Andrea Reicherzer und Joachim Elger von Pro Familia Kirchheim befürworten die Rezeptfreiheit für die „Pille danach“
„Die Befürchtungen sind haltlos“

Seit Mitte März ist die „Pille danach“ rezeptfrei in Apotheken erhältlich. Andrea Reicherzer und Joachim Elger von Pro Familia Kirchheim begrüßen die Entscheidung: Es sei wichtig, die Nachverhütung bei Pannen einfach und schnell zugänglich zu machen.

Wie stehen Sie dazu, dass die Pille danach jetzt rezeptfrei erhältlich ist?

REICHERZER: Wir begrüßen das sehr. Pro Familia setzt sich schon seit Jahren dafür ein, dass der Weg zur „Pille danach“ einfacher wird. Alle Frauen müssen einen leichten Zugang zu Nachverhütung haben. Besonders bei der „Pille danach“ ist es wichtig, dass es keine große Hürden gibt, weil sie möglichst schnell eingenommen werden muss, um wirkungsvoll zu sein.

Steigt das Risiko, dass die „Pille danach“ nicht mehr wirkt, denn so schnell?

REICHERZER: Ja. Nach nur 24 Stunden liegt die Wirksamkeit zum Beispiel nur noch bei 85 Prozent. Es ist gut, dass Frauen nicht mehr noch in die Ambulanz müssen, wenn am Wochenende mal eine Verhütungspanne passiert. Man landet ja dann auch nicht immer bei einem Gynäkologen. Außerdem haben Apotheker auch einen Beratungsauftrag.

Befürchten Sie nicht, dass Frauen nun leichtfertig zu der „Pille danach“ greifen?

REICHERZER: Die Befürchtungen sind völlig haltlos. Verhütungspannen passieren nunmal. Es gibt momentan einfach kein hundertprozentig sicheres Verhütungsmittel. Da ist es wichtig, den Zugang zu der „Pille danach“ einfach und schnell zu gestalten. Es gibt Untersuchungen in anderen Ländern, in denen die „Pille danach“ schon länger ohne Rezept erhältlich ist. Die Studien zeigen, dass übliche Verhütungsmittel trotzdem genauso weiterverwendet werden.

ELGER: Außerdem macht es schon aus Kostengründen gar keinen Sinn, auf andere Verhütungsmittel zu verzichten. Die „Pille danach“ wäre um ein vielfaches teurer.

Worin lagen vorher die Hürden für Frauen, die Nachverhütung brauchen?

REICHERZER: Pro Familia hat vor ein paar Jahren eine Onlinebefragung gemacht, in der Frauen ihre Erfahrungen mit der „Pille danach“ schildern sollten. Zwei Drittel der Betroffenen haben von den Frauen erfahren, dass es für sie Stress bedeutet hat, das Rezept zu holen. Außerdem berichten rund ein Drittel der Frauen, dass sie sich abschätzig behandelt fühlten, wenn sie den Arzt mit dem Wunsch nach der „Pille danach“ aufsuchten.

Können Sie sich erklären, woher diese Abschätzung kommt?
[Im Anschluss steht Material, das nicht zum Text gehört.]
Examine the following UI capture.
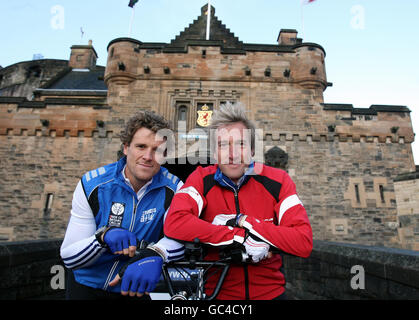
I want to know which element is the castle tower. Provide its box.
[68,40,98,69]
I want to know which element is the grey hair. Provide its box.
[209,102,256,151]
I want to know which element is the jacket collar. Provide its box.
[115,156,167,191]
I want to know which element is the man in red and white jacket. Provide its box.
[164,103,313,300]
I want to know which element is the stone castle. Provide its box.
[0,6,419,250]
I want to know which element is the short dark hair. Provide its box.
[119,111,170,145]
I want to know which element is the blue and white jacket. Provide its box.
[61,157,183,292]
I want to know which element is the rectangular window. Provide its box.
[44,193,54,217]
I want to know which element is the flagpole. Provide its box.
[300,0,305,42]
[128,6,135,38]
[206,0,211,40]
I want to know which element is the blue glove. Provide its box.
[119,249,163,294]
[103,228,137,253]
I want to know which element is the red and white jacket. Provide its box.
[164,163,313,300]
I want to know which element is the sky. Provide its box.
[0,0,419,165]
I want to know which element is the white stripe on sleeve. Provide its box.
[176,186,204,216]
[278,194,303,225]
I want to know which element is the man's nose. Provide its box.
[143,149,154,160]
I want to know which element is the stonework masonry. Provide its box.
[0,7,419,250]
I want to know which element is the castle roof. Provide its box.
[108,4,326,54]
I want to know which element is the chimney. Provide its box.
[68,40,98,69]
[277,29,298,46]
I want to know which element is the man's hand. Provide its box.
[212,214,236,226]
[103,228,137,257]
[243,234,272,263]
[109,249,163,297]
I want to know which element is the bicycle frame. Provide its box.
[163,259,230,300]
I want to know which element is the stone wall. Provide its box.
[0,240,419,300]
[0,240,64,300]
[0,97,120,241]
[284,241,419,300]
[394,166,419,250]
[0,59,68,100]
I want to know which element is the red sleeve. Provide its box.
[243,172,313,257]
[164,167,245,246]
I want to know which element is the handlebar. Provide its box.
[163,239,254,300]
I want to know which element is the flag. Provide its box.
[128,0,138,8]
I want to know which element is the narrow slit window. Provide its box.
[355,184,361,203]
[379,184,386,203]
[44,193,54,216]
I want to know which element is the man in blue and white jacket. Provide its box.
[61,111,183,299]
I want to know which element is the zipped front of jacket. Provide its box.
[222,174,250,300]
ELGER: Die Frauen fühlen sich wahrscheinlich dafür verurteilt, dass sie vorher nicht richtig verhütet haben. Das ist zum Teil ein Gefühl, das die Frauen einfach haben, zum Teil das wirkliche Verhalten des Arzts. Wenn Ärzte tatsächlich Vorbehalte gegen die „Pille danach“ haben und die der Patientin zeigen, sind das, glaube ich, eher allgemeine Zweifel an der Entscheidung, eine Schwangerschaft abzulehnen.
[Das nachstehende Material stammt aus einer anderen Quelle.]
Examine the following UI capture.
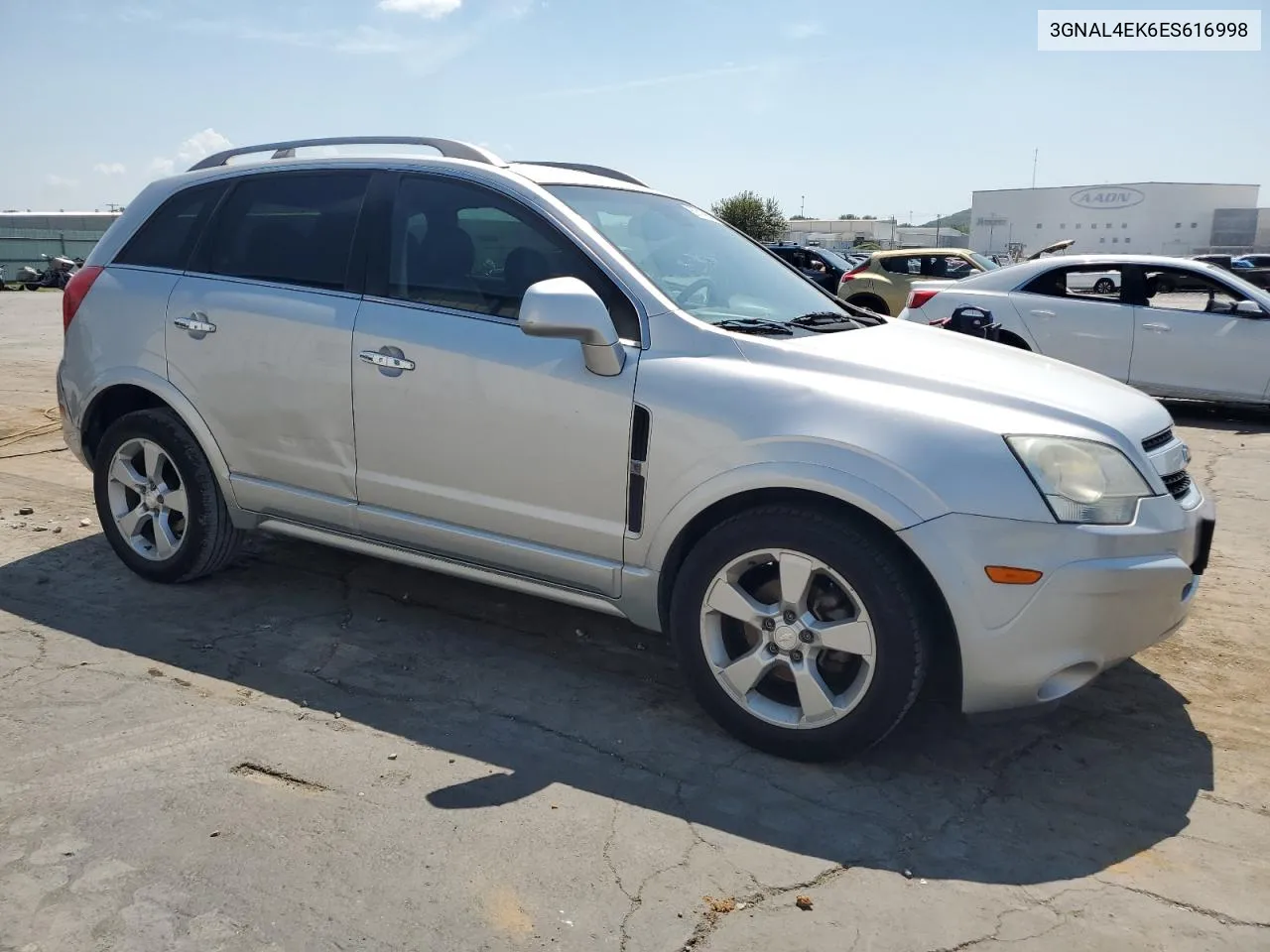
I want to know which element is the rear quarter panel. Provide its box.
[63,266,181,426]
Was passiert im Körper, wenn ich die „Pille danach“ nehme?

REICHERZER: Die „Pille danach“ bewirkt, dass der Eisprung verhindert oder verzögert wird. So kann das Ei nicht befruchtet und die Frau nicht schwanger werden.

Und wenn das Ei schon befruchtet wurde?

REICHERZER: Wenn das Ei schon befruchtet ist, ändert die „Pille danach“ nichts mehr. Deswegen ist die „Pille danach“ eine sogenannte Nachverhütung und hat nichts mit einer Abtreibung zu tun. Es ist aber auch bei schon bestehender Schwangerschaft unbedenklich, die „Pille danach“ zu nehmen.

Es gibt also bei der „Pille danach“ keinerlei Risiken?

REICHERZER: Nein, uns sind keine Risiken bekannt. Es gibt ein paar mögliche Nebenwirkungen wie Kopfschmerzen, Übelkeit und Erbrechen, aber nichts Gravierendes oder gar Bleibendes.